30,000 emails: $14.95 per month
300,000 emails: $199.95 per month
SendInBlue offers a popular transactional email API that focuses on providing an all-round, affordable solution. This API also includes SMS messaging and various other marketing tools such as website chatboxes. Importantly, email deliverability is highly rated; in addition, the tool suite is easy-to-us and well-documented. You can view their OpenAPI v3 YAML file here. The API’s free plan offers you 300 emails per day. Downsides include high price tags and the inclusion of SendInBlue branding in all emails in the Free and Lite plans.
30,000 emails: $25 per month
300,000 emails: $173 per month
Postmark provides an email API that prides itself on delivery speed, aiming to deliver all emails within 10 seconds. Unlike the solutions mentioned previously, this API only offers support for transactional emails — not marketing emails. Postmark claims this results in higher engagement when compared to other email API providers. The API has great documentation and aims to be as transparent as possible with all the crucial stats. Unfortunately, the API has no free plan (unless you’re counting their 100-emails-per-month “developer plan”). It only follows that this is another expensive solution.
30,000 emails: $35 per month
300,000 emails: $200 per month
SparkPost is the SaaS branch of Message Systems, which delivers more than a third of the web’s mail. This API claims to have the industry’s best deliverability, also boasting real-time metrics, performance alerts, and other analytics. With 99.99% uptime, it’s hard to beat this API on the technical aspects. The API has good Developer Experience, with plenty of client libraries and comprehensive documentation. SparkPost has no free plan, although there is a trial plan of 500 emails per month.
30,000 emails: $20 per month
300,000 emails: $205 per month
Amazon SES is an incredibly cheap, lightweight email API with reasonable deliverability. An Amazon product, it’s also fast and reliable. However, it’s not the most refined solution: additional functionality (like analytics) is limited, and the API itself is cumbersome and poorly documented. The API has a generous free plan — but only for Amazon EC2 users — allowing you 62,000 emails per month (more than 2,000 per day).
30,000 emails: Free for Amazon EC2 users; otherwise, $3 per month
300,000 emails: $23.8 per month for Amazon EC2 users; otherwise, $30 per month
Amazon SES charges an additional $0.12 fee per gigabyte of attachments. While the other services on this list don’t charge for attachments, they have size limits which will cause your requests to be rejected if exceeded.
Which Email API Should You Choose?
Whew! That wraps up our list of five of the best APIs for sending transactional emails.
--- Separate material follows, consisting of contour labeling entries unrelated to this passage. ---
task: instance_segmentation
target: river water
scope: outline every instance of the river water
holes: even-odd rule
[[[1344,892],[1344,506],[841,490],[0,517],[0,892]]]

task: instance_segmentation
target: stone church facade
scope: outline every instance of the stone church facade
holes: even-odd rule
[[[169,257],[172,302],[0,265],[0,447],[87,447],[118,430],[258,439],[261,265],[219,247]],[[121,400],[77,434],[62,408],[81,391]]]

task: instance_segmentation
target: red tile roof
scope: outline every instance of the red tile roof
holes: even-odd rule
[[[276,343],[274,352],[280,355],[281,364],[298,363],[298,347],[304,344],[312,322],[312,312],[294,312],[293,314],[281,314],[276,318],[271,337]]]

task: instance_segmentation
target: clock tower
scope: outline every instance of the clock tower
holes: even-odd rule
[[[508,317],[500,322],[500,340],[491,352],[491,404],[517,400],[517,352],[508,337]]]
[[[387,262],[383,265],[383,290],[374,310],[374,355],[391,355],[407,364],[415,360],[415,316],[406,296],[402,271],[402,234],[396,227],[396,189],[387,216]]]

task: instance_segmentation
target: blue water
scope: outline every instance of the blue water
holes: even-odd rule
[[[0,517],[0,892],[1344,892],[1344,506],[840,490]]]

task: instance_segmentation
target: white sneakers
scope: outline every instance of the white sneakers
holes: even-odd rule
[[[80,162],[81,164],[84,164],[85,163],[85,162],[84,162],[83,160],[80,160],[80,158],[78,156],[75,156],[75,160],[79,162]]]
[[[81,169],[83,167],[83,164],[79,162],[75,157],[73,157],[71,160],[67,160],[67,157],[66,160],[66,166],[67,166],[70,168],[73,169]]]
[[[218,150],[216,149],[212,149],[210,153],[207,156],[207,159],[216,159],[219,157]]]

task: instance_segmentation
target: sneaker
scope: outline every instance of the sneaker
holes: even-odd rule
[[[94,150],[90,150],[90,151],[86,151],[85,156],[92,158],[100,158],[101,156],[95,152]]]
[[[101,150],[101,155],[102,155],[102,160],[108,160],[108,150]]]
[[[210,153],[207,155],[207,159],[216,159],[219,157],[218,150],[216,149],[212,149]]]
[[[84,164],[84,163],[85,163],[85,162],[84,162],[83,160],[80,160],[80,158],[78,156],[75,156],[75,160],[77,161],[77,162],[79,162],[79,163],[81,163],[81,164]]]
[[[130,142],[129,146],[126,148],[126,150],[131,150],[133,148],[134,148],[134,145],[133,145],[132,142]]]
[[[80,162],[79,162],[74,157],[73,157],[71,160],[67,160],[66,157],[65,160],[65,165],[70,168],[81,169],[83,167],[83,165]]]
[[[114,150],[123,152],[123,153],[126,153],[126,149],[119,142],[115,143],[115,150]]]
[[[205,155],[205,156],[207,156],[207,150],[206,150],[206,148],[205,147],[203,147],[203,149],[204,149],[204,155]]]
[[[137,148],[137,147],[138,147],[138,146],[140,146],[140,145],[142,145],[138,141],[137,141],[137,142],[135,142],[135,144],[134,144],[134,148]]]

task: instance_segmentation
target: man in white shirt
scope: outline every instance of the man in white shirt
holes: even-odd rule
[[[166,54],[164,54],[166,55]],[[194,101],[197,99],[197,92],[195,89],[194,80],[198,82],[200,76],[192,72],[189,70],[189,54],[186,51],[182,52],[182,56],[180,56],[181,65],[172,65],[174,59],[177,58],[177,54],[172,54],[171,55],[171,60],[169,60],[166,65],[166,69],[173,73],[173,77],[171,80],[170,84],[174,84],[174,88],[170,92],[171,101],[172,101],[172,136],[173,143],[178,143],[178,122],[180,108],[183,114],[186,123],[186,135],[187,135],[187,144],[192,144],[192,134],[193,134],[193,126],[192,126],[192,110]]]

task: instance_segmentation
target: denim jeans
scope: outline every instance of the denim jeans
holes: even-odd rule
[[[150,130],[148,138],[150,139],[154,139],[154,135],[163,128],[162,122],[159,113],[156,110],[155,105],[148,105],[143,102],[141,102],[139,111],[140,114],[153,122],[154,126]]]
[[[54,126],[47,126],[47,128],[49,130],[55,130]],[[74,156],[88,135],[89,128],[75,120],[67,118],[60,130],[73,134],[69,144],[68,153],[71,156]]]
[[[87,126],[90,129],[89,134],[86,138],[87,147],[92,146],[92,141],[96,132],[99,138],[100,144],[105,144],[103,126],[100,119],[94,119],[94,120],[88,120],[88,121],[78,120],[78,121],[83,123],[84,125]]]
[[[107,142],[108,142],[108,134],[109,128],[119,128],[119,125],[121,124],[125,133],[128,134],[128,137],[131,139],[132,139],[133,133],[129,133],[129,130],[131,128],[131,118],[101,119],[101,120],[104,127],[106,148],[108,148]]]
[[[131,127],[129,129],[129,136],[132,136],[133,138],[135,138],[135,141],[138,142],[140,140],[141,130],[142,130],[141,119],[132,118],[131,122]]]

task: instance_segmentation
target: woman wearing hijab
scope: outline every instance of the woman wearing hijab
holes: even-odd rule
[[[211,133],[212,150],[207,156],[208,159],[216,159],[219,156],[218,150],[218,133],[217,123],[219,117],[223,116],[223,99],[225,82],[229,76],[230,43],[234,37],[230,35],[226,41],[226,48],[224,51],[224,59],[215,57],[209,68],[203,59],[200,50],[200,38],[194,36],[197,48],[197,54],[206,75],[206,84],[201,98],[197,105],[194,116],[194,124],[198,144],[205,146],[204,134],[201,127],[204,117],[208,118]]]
If you’re still wondering which of them to choose, that’s because — honestly — they’re all very similar. It’s quite likely that any (and all) of these APIs will meet your requirements, and at comparable price points. However, here are a few suggestions if you need to make a quick decision:
- If you are a corporate customer with a big budget, choose SendGrid.
- If you value high transparency, opt for Postmark.
- If you need plenty of free emails and/or cheap emails, use Amazon SES.
- If you want additional marketing tools, go for SendInBlue.
- If you want optimal deliverability, choose SparkPost.
Transactional emails can play an important role in your web application, so it’s right to want to choose the best email API there is. However, the market’s many providers all have pretty similar offerings. We think five of the best choices are SendGrid, Postmark, Amazon SES, SendInBlue, and SparkPost — all offering excellent speed, deliverability, and usability — but the final decision will definitely depend on your exact use case.